After defeating Novak Djokovic in the quarter-finals, the 21-time Grand Slam winner has denied that he will ever be seen again on Paris soil.
Nadal’s crucial win over his arch-rivals sparked speculation about the future of his game, with the emotional Spaniard holding back tears during his on-court interview. He kept his cards close to his chest as he returned to the tournament, giving him the most successful gift of his career.
Read more: The original ‘surprise’ cloud ‘loyal’ NSW coach
Read more: Ricciardo’s tragic fall reached no return point
Read more: Original Ref Bunker ‘Myth’ Garbage
“See you in two days (for the semifinals), that’s all I can say,” he replied when asked if his appearance at Roland-Garros would end this year.
Most tennis fans salute Nadal’s retirement. He has been on leave for the past three years due to a series of injuries.
Nadal gets time violation
Fans were overwhelmed by his win at Melbourne Park this year, and another Grand Slam win in France could be the trigger to turn him into the final version of this year’s tournament after a successful return from a foot injury in 2021.
Watch Roland-Garros at 9Gem and 9 Now Or every match, ad-free, live and on demand, with the court on 4K, on Stan Sport.
After breaking the triple tie with Roger Federer and Djokovic in 20 Grand Slams after winning the Australian Open in January, when Djokovic was unable to play because he had not been vaccinated against COVID-19, one could argue that he still has at least two years to play. The body can hold.
However, the 13-time winner gave a blunt assessment when asked about his problematic injury at his post-match press conference.
“I’m old enough to hide something or come here and say something I don’t believe in,” Nadal said.
“I have what I have on my feet, so if we don’t find an improvement or a small solution, it’s becoming very difficult for me.
Djokovic, Nadal Lock Horn
“Of course I’m fighting to find a solution but at the moment we haven’t found it.”
Nadal, 36, will face Roland-Garos third-seeded Alexander Zaverev in the semifinals on Friday. In the wake of his confrontation with Djokovic, Nadal echoed similar sentiments about his health and how his ailing body made it harder for him to make the best of it.

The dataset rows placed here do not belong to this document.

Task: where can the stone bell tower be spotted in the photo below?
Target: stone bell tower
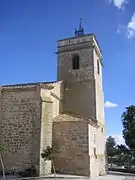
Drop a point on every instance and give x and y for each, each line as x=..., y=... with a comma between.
x=80, y=69
x=80, y=66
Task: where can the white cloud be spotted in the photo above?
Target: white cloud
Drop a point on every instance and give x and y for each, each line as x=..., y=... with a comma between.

“I know my situation, and I accept it. I can’t complain too much. I’m in the Roland-Garros quarter-finals,” he said.
“I’m enjoying being here for another year. Two and a half weeks ago, I didn’t know if I would be able to stay here. So I’m enjoying being here for another year. And to be honest, every match I’ve played here, I don’t know if this is going to be my last match at Roland-Garros in my tennis career.
“Now my condition. Of course I went through a difficult process with my feet again, so I don’t know what could happen to my career in the near future.”

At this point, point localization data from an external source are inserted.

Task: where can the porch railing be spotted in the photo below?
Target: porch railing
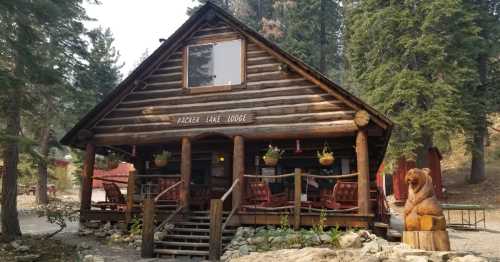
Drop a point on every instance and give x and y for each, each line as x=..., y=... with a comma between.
x=216, y=225
x=149, y=206
x=297, y=200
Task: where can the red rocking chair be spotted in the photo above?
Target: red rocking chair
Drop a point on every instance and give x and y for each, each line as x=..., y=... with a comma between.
x=114, y=198
x=344, y=195
x=260, y=196
x=172, y=197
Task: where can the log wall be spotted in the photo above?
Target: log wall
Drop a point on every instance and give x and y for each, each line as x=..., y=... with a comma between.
x=276, y=98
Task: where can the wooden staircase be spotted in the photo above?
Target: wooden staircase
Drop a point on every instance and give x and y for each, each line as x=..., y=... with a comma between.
x=190, y=237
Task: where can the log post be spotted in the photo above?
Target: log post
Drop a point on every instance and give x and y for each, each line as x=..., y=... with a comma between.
x=147, y=248
x=297, y=199
x=238, y=169
x=215, y=249
x=363, y=172
x=185, y=172
x=130, y=196
x=87, y=174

Tennis pundits and former players believe it could be Nadal’s final trip to Paris, with Chris Evert expressing doubts about his future on the court, telling Eurosport that the tennis champion, especially his uncle Tony’s new student Felix Agar, is “tired” after the victory.
Xavier has overtaken Alcaraz in Paris
“I have a lot of respect for him because he’s 35 and he can get emotional every day for these matches,” Evert said.

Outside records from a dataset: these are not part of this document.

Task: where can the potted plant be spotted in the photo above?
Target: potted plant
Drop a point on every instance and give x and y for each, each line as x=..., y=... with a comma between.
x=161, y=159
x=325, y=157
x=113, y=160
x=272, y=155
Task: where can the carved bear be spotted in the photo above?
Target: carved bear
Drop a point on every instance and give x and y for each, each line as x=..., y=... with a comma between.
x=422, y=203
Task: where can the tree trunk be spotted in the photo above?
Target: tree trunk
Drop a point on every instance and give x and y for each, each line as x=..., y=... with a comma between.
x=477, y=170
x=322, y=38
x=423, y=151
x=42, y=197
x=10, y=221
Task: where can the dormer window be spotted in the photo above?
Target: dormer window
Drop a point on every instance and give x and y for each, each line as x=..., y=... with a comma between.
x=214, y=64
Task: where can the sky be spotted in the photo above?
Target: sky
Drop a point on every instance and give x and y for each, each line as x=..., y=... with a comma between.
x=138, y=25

“I started to burn in my early 30’s. When I woke up in the morning I had nothing in me, so I don’t know where he got this emotion from and how his stomach was on fire.
“I’m sure of the injury, I’m not saying he’s breaking down, but you’re a little bit affected by the game and the training.
Be it next year, be it two years, be it three years.
Asked about his relationship with the French people after so many years of success in the country’s capital over the extended period, Nadal added more fuel to the fire.
“Okay, the crowd was amazing from the start of the tournament. I don’t know. I think maybe they know I won’t be here much longer.”